Editorial (December 2020)

Sunil Sharma
---“New beginnings are often disguised as painful endings.”

– Lao Tzu

 

---“Every new beginning comes from some other beginning’s end.” 

Seneca

 

And time to say goodbye to the year 2020 and welcome 2021!

 

New beginnings on old endings!

Old endings and new beginnings!

 

2020 was traumatic----and therapeutic as well for humankind battered by death, disease and dread, a triad occasioned by an invisible virus that infected the entire world and left it shaken down to its axis, and, refusing to retreat easily.

 

It also taught many lessons about health, wellness, wellbeing and nature-human interaction and a delicate dialectics in a greedy world out to destroy the former for the sake of profits for an extreme minority gone cynical in its pursuits of wealth and power, control and domination. The grim exploitation of resources, natural and human, has produced series of disasters and ecological crises.

 

Climate change---deniers and supporters ranged on opposite lines of raging debates---is real now, here to stay and the negative effects felt globally.

Nature is back seeking balance and unleashing fury on unrepentant humans and elites alike for their acts of violence.

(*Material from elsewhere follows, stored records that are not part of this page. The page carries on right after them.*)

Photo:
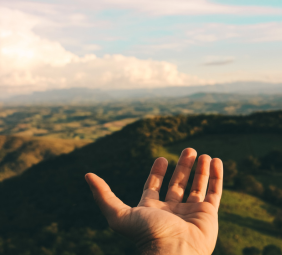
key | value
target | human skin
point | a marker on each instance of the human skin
(170, 226)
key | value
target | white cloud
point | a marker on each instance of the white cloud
(218, 60)
(181, 7)
(29, 62)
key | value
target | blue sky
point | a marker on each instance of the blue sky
(180, 42)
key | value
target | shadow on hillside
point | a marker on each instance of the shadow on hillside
(257, 225)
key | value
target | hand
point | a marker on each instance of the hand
(169, 227)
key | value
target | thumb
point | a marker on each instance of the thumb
(111, 206)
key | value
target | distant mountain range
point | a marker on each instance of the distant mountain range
(87, 96)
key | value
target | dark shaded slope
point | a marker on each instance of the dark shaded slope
(55, 190)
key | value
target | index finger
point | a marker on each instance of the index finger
(215, 183)
(154, 182)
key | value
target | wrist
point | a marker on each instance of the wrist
(166, 247)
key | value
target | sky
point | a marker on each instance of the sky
(126, 44)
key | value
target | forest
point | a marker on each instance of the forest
(47, 208)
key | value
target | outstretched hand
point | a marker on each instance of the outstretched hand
(169, 227)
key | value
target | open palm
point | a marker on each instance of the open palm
(169, 227)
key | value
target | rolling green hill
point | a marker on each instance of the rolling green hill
(48, 209)
(20, 153)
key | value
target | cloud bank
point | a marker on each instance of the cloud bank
(31, 63)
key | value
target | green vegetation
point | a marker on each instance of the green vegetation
(20, 153)
(95, 120)
(48, 209)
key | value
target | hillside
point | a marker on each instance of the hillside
(49, 210)
(20, 153)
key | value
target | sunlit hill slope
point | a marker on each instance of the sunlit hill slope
(49, 209)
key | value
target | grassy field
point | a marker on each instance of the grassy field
(19, 153)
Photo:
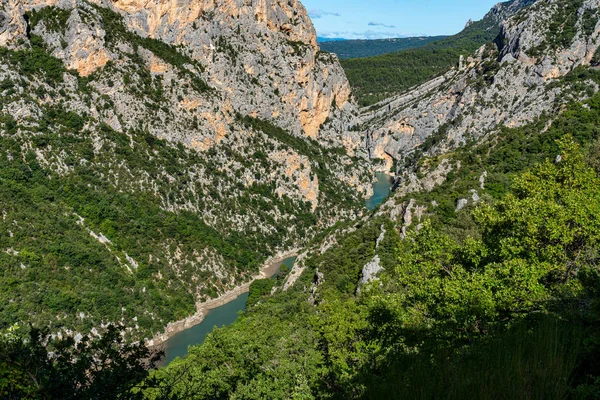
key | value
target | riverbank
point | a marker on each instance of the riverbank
(269, 268)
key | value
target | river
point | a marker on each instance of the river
(177, 346)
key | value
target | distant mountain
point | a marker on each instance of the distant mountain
(369, 48)
(376, 78)
(321, 39)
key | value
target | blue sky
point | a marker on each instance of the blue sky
(373, 19)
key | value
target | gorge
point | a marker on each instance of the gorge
(160, 159)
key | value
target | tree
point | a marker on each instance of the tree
(37, 366)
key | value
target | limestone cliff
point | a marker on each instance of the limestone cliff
(509, 83)
(206, 136)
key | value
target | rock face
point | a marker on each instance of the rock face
(510, 83)
(223, 110)
(261, 56)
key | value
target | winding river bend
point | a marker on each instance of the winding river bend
(177, 346)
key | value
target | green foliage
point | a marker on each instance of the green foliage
(494, 312)
(376, 78)
(55, 19)
(259, 289)
(369, 48)
(562, 27)
(116, 32)
(35, 62)
(33, 367)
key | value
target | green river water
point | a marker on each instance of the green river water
(177, 346)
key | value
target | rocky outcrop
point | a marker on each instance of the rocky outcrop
(224, 110)
(508, 85)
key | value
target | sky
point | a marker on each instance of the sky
(376, 19)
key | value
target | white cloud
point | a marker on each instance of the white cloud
(316, 14)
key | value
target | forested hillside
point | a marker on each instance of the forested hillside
(376, 78)
(132, 187)
(498, 298)
(368, 48)
(478, 278)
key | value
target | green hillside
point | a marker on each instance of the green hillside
(369, 48)
(376, 78)
(501, 298)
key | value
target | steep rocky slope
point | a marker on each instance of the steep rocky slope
(508, 84)
(493, 224)
(154, 154)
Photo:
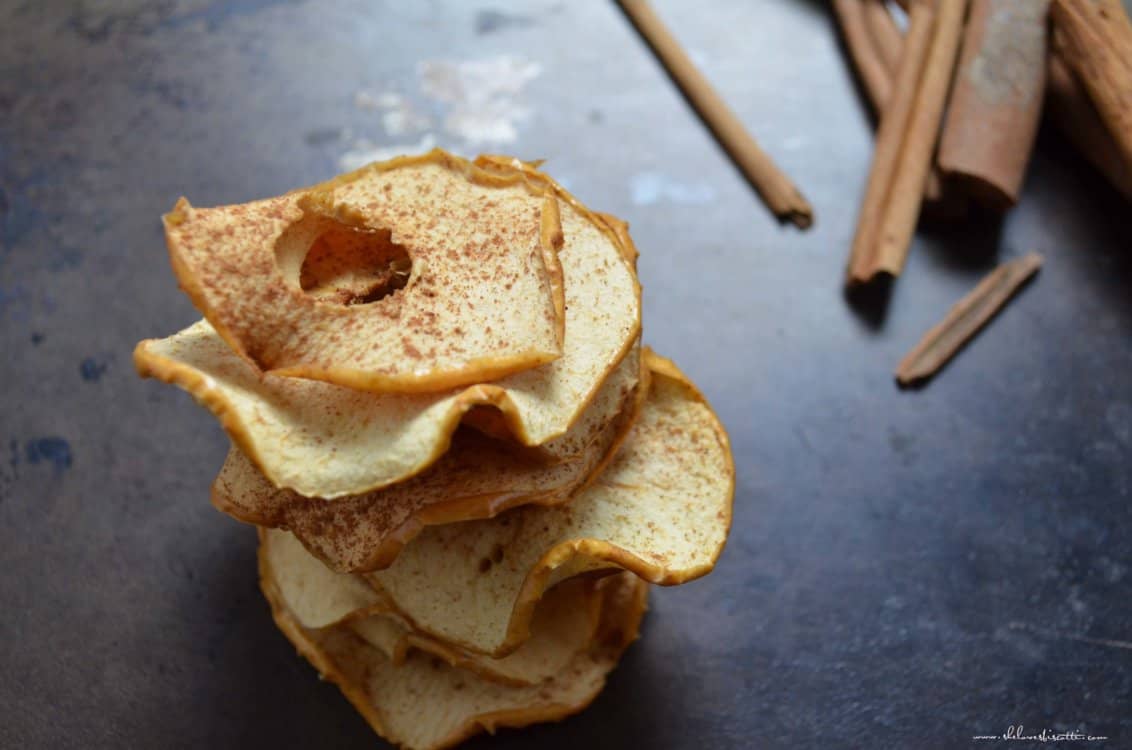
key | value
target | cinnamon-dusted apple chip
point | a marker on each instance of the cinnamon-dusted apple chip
(425, 704)
(661, 509)
(564, 626)
(401, 276)
(325, 440)
(478, 477)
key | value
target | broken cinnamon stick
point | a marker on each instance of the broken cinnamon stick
(907, 139)
(965, 319)
(996, 102)
(774, 187)
(1071, 109)
(1095, 39)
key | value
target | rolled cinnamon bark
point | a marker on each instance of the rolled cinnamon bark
(1071, 109)
(996, 101)
(1095, 39)
(907, 139)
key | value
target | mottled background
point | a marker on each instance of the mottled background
(906, 569)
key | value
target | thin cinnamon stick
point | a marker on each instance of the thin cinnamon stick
(875, 44)
(1095, 40)
(1071, 109)
(996, 102)
(865, 52)
(886, 37)
(774, 187)
(906, 140)
(965, 319)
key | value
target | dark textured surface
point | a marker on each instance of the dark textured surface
(906, 569)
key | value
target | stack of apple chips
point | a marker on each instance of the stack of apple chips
(464, 467)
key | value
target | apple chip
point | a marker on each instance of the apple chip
(478, 477)
(661, 509)
(425, 704)
(327, 441)
(400, 276)
(565, 625)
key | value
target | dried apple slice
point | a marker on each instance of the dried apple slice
(478, 477)
(325, 440)
(401, 276)
(425, 704)
(565, 625)
(661, 509)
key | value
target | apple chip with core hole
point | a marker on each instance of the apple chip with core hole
(478, 477)
(661, 509)
(327, 441)
(425, 704)
(401, 276)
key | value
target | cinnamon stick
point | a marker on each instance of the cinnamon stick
(906, 141)
(965, 319)
(1071, 109)
(996, 103)
(886, 36)
(1095, 40)
(774, 187)
(865, 51)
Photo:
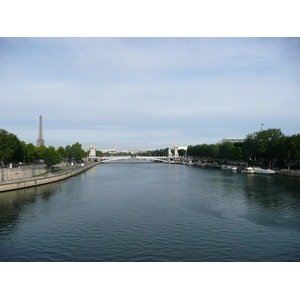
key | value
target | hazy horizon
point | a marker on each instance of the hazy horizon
(147, 93)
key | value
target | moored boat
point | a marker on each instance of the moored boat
(248, 170)
(264, 171)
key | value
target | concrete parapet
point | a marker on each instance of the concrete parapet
(45, 179)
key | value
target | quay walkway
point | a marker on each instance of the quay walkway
(45, 179)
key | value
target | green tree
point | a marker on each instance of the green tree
(10, 147)
(51, 157)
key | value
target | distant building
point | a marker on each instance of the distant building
(40, 140)
(232, 140)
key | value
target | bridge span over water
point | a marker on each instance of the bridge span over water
(146, 158)
(170, 158)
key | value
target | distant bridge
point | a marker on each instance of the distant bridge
(171, 157)
(147, 158)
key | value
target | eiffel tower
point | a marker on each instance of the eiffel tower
(40, 140)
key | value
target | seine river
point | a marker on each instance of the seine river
(142, 211)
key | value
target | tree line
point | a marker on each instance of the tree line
(263, 147)
(13, 150)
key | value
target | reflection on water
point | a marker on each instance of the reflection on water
(153, 212)
(14, 203)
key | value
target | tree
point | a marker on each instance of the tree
(10, 147)
(51, 157)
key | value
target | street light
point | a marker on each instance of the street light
(24, 157)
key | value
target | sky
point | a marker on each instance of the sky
(148, 93)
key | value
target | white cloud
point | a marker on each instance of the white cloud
(148, 91)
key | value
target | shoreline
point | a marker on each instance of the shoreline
(16, 184)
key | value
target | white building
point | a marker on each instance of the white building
(231, 140)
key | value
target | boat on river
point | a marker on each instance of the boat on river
(229, 168)
(248, 170)
(264, 171)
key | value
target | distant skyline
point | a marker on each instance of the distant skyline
(147, 93)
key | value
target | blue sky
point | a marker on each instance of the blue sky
(130, 93)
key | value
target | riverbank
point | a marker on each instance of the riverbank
(45, 179)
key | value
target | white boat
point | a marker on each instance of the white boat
(229, 168)
(264, 171)
(248, 170)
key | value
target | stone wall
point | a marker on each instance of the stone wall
(20, 172)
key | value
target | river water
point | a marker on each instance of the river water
(142, 211)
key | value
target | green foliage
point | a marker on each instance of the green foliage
(10, 147)
(51, 156)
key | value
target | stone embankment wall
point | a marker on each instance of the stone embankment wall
(45, 179)
(293, 173)
(21, 172)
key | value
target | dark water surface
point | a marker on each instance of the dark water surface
(134, 211)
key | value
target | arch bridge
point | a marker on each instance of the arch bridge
(170, 158)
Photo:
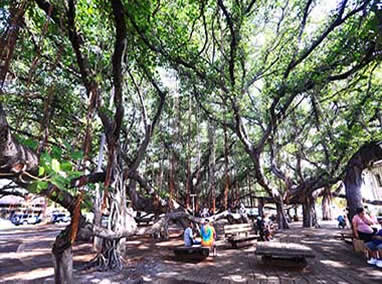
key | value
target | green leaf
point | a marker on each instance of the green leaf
(59, 181)
(55, 165)
(41, 185)
(77, 155)
(41, 171)
(66, 166)
(56, 152)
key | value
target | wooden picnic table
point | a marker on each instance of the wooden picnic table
(283, 254)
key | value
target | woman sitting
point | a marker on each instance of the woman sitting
(362, 230)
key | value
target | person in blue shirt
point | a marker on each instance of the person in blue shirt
(375, 248)
(341, 222)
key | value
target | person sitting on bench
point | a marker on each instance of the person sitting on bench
(208, 234)
(362, 230)
(375, 249)
(188, 237)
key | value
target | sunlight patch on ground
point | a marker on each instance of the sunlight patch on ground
(30, 275)
(133, 242)
(333, 263)
(18, 255)
(236, 278)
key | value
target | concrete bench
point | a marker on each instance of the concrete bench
(239, 234)
(283, 254)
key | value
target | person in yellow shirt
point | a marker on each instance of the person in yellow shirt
(208, 235)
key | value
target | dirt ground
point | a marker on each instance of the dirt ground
(25, 257)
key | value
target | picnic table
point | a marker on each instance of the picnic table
(239, 234)
(195, 252)
(283, 254)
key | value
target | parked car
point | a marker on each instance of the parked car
(33, 219)
(22, 219)
(60, 217)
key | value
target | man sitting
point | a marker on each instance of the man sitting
(188, 237)
(375, 249)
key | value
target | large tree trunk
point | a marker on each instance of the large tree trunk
(309, 212)
(281, 218)
(367, 154)
(211, 172)
(63, 258)
(261, 207)
(327, 205)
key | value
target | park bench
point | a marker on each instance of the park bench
(195, 252)
(348, 237)
(241, 234)
(283, 254)
(145, 219)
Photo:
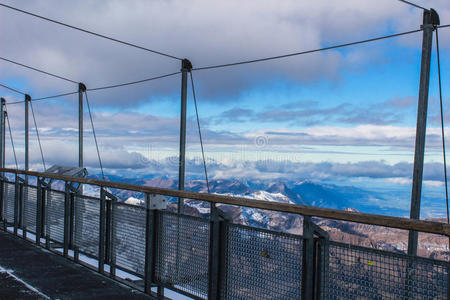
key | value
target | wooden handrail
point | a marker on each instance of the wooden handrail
(327, 213)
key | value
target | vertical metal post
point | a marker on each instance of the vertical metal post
(112, 262)
(16, 204)
(155, 244)
(430, 18)
(2, 151)
(214, 257)
(24, 191)
(66, 220)
(2, 124)
(149, 250)
(39, 212)
(27, 134)
(4, 138)
(186, 67)
(101, 247)
(308, 259)
(81, 90)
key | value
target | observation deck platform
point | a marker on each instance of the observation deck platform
(30, 272)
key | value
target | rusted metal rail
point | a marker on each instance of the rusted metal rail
(364, 218)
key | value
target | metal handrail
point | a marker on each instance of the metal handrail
(349, 216)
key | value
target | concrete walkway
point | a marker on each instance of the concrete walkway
(29, 272)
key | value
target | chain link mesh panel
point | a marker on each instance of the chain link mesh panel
(352, 272)
(55, 215)
(30, 207)
(87, 224)
(9, 194)
(262, 264)
(129, 223)
(183, 252)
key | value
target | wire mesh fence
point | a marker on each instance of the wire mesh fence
(352, 272)
(253, 263)
(55, 207)
(261, 264)
(9, 194)
(86, 225)
(129, 224)
(183, 253)
(30, 207)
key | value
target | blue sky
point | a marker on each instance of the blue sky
(344, 115)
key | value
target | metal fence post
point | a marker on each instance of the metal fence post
(430, 19)
(186, 67)
(108, 231)
(112, 265)
(47, 202)
(16, 205)
(156, 240)
(71, 220)
(217, 259)
(2, 187)
(101, 247)
(149, 256)
(22, 223)
(38, 211)
(66, 219)
(308, 259)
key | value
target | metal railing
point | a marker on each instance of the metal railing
(212, 258)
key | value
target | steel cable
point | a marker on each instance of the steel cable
(12, 140)
(38, 137)
(95, 136)
(199, 132)
(89, 32)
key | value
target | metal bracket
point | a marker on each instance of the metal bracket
(157, 202)
(81, 87)
(186, 65)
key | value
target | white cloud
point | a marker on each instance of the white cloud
(207, 32)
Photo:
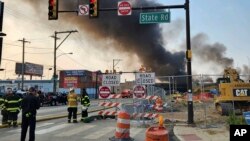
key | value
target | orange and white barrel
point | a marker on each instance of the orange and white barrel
(123, 125)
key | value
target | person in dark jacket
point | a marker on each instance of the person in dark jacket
(29, 106)
(85, 104)
(4, 112)
(12, 104)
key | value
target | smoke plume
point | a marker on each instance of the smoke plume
(145, 41)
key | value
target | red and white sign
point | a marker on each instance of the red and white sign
(104, 92)
(83, 10)
(139, 92)
(124, 8)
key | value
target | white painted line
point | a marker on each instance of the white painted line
(99, 133)
(74, 131)
(47, 130)
(40, 125)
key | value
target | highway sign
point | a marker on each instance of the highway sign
(145, 78)
(83, 10)
(104, 92)
(124, 8)
(111, 79)
(154, 17)
(139, 92)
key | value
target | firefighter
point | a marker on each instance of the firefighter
(85, 104)
(72, 105)
(29, 106)
(12, 104)
(3, 110)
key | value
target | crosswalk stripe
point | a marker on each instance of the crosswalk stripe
(75, 131)
(98, 134)
(135, 131)
(47, 130)
(9, 138)
(40, 125)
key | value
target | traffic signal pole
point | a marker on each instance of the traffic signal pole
(188, 42)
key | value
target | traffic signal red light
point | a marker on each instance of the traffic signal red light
(53, 10)
(93, 8)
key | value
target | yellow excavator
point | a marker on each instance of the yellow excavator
(234, 93)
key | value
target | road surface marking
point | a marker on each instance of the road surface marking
(40, 125)
(135, 131)
(98, 134)
(77, 130)
(47, 130)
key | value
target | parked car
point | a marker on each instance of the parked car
(21, 93)
(126, 93)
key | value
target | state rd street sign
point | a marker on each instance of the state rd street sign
(124, 8)
(145, 78)
(104, 92)
(139, 92)
(111, 80)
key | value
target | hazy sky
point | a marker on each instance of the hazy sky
(218, 28)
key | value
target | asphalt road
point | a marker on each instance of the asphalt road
(59, 130)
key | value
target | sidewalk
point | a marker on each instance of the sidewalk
(188, 133)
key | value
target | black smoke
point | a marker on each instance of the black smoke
(145, 41)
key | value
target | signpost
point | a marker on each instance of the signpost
(139, 92)
(111, 79)
(154, 17)
(83, 10)
(145, 78)
(104, 92)
(124, 8)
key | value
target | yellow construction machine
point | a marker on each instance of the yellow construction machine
(234, 93)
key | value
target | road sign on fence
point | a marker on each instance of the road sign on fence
(111, 79)
(104, 92)
(124, 8)
(145, 78)
(154, 17)
(139, 92)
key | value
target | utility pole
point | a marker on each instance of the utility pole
(55, 76)
(24, 41)
(114, 64)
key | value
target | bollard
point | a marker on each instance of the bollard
(122, 132)
(159, 133)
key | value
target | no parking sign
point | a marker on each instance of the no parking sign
(104, 92)
(139, 91)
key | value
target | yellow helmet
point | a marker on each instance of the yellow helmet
(71, 89)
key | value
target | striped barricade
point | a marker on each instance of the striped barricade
(107, 113)
(109, 104)
(145, 115)
(151, 97)
(114, 96)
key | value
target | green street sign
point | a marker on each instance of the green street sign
(154, 17)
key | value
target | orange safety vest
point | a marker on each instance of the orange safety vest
(72, 100)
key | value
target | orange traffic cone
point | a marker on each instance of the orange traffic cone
(122, 132)
(157, 133)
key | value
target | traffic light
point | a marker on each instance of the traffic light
(53, 10)
(93, 8)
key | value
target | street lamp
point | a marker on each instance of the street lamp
(64, 54)
(55, 76)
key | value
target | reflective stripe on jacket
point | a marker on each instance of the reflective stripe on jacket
(1, 103)
(12, 103)
(72, 100)
(85, 101)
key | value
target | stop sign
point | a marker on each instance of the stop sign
(139, 92)
(124, 8)
(104, 92)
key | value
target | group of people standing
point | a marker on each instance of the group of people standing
(73, 104)
(11, 105)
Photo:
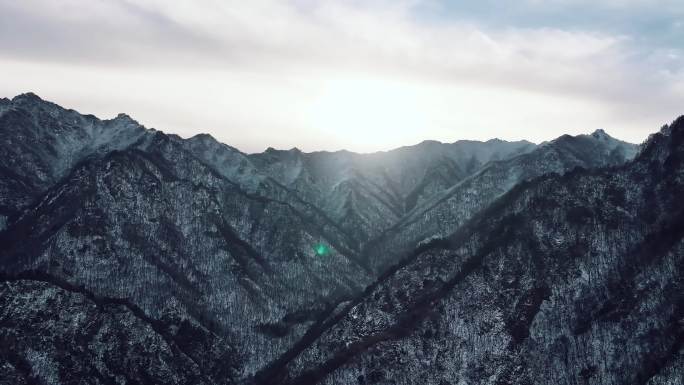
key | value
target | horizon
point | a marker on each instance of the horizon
(361, 76)
(85, 113)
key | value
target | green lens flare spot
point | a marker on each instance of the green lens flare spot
(321, 249)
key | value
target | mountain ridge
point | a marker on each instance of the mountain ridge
(292, 267)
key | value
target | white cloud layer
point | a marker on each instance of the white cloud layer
(359, 75)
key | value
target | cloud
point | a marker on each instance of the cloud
(270, 64)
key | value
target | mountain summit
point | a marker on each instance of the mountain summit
(132, 256)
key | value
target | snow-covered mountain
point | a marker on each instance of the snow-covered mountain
(133, 256)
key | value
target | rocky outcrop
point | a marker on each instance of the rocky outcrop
(132, 256)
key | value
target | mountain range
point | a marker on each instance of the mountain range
(131, 256)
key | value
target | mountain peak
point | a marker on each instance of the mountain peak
(28, 97)
(600, 134)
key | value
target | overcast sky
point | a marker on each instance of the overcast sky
(361, 75)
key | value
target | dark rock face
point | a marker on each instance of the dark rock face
(131, 256)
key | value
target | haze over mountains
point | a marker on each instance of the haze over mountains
(133, 256)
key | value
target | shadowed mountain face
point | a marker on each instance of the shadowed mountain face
(132, 256)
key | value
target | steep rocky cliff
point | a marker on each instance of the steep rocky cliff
(132, 256)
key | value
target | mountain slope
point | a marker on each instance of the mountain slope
(566, 279)
(161, 229)
(451, 208)
(40, 142)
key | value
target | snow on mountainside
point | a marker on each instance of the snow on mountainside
(564, 280)
(452, 207)
(134, 255)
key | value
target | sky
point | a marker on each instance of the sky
(358, 75)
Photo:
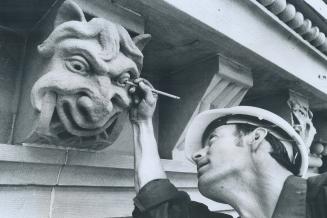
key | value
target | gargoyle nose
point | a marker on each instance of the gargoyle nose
(90, 108)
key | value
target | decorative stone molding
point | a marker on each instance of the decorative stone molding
(301, 117)
(295, 20)
(80, 100)
(227, 88)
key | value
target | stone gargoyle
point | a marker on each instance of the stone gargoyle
(81, 99)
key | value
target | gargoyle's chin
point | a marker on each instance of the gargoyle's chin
(75, 125)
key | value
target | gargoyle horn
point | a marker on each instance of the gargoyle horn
(69, 11)
(141, 40)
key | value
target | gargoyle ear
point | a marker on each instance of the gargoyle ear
(69, 11)
(141, 40)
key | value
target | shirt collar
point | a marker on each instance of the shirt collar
(292, 200)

Sacred has become new profane.

Nature and the planet degraded by the polluting practices.

 

If lessons learnt by the Corona pandemic are not remembered for long, such episodes will keep on repeating in coming years as well, at a heavy cost to the world.

The balance needs to be restored by all of us, the ultimate stakeholders in the future of the planet, otherwise, it will soon become a memory---the bountiful nature and earth itself.

What once was a prediction in art or grim artistic vision---like The Plague of Camus--- came to pass in the year 2020.

We should not take things for granted and begin acting proactively in such urgent matters.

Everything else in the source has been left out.